Засуха (Топорков) - страница 26

Но самое главное, на похороны приехал дед Фёдор Петрович, который жил у Иллариона – как-никак «харч», по выражению деда, у главного агронома был повольней. Дед приехал мрачный, весь какой-то стал тщедушный. Наверное, правду говорят, что на свете ничего нет дороже родины и матери. Дед долго бродил по деревне, а потом перед домом опустился на колени, заплакал. Трудно было наблюдать всё это, будто каялся в каком грехе старик. Дядя Илларион с трудом оторвал старика от земли, счистил грязь с колен, потащил в дом.

Дед умер через неделю, ночью. Последний, выходит, поклон отдавал дед родной земле, в мыслях прося прощения за всё плохое и хорошее, что успел совершить в жизни. Так она устроена, что чем дальше живёшь, тем всё сильнее тяга к родной земле, даже сравнить не с чем эту тягу – особое чувство возникает в груди, мягкое, как воск, даже у самых крепких наворачиваются слёзы на глаза. Наверное, каждому вспоминаются самые близкие люди, детство, беззаботная молодецкая удаль, когда сила плещет через край.

Андрей вспомнил сейчас, как перед войной ловили они с дедом карасей в пруду. Ещё белели плешины снега на полях, в лощинах резвилась мутная вода, а дед не выдержал, ушёл в Песковатку. Он вернулся к вечеру с мешком за плечами, присел к столу, чтоб закурить. Дед был лёгок на ногу, говорят, в молодости за день доходил до Тамбова, а это не ближний край – добрых сто километров наберётся, и на другой день возвращался пропылённый, загорелый, пил кружку студёной воды и принимался за работу.

В тот вечер, когда вернулся из Песковатки, он не утерпел, достал из мешка вентери, похвастался Андрею:

– Видал, Андрюха, какие подарки кум Прохор мне отвалил.

Дед Прохор был женат на одной из сестёр Фёдора Петровича. Видать, угодил подарком дед Прохор; целый вечер дед разглядывал вентери-двухкрылки, кое-где заделал дратвой дыры. Подмигнув, сказал Андрею:

– Ну, Андрюха, жди тепла! Вся рыба будет наша.
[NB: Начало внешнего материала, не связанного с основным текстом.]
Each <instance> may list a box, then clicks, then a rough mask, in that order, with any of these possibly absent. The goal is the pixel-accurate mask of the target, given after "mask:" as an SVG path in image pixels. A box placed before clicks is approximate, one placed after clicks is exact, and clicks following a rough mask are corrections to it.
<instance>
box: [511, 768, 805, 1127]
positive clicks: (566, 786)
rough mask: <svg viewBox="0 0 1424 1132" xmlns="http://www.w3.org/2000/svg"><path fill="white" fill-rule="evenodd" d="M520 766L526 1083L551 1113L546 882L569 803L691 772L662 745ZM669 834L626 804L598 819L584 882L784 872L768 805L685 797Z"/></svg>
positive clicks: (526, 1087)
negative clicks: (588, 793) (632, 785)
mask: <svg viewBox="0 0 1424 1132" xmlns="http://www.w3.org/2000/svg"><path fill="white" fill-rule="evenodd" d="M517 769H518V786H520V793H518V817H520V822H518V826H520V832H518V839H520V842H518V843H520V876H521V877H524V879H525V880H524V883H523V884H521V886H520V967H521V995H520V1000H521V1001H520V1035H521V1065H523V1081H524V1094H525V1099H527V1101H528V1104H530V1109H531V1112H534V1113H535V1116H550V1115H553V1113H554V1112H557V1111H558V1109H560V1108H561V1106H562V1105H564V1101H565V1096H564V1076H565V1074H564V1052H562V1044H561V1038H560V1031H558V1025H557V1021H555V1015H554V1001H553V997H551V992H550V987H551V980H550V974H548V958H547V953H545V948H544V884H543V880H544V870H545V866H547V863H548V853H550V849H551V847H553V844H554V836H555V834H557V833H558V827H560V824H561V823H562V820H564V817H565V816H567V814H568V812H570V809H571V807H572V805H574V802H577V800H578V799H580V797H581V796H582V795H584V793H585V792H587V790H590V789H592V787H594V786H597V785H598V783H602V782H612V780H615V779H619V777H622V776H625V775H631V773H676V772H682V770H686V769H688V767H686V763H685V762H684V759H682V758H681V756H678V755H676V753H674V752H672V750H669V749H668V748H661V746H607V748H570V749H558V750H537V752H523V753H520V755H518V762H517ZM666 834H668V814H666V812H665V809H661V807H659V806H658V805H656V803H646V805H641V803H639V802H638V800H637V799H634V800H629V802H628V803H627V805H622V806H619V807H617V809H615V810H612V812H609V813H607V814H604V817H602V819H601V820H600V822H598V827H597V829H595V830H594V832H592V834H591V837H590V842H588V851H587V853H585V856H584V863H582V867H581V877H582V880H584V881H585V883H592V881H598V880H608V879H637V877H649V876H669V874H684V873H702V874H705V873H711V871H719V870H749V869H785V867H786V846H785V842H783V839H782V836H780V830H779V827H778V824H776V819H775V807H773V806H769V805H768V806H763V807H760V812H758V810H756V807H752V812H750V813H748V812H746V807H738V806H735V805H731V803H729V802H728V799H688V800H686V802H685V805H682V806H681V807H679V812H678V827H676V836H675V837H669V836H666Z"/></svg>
И сейчас вспоминается Андрею, как выходили они с дедом на дымную от утреннего холода плотину, спускались к пруду, где на сонной воде только иногда вздувались круги от большой рыбины, а потом опять всё застывало, точно покрывалось серой плёнкой. Дед сбрасывал с себя всё и, барахтаясь, увязая в прибрежном иле, лез в воду всё глубже, ойкал и кряхтел от холода. Наконец, он находил колья от вентеря, тащил его на берег. В нём телестела рыба – губастые караси, которых дед укладывал в просторный картуз. Если улов был большой, то Андрей бегал домой за ведром или кастрюлей, и тогда рыбы хватало и на уху, и на «жарёшку».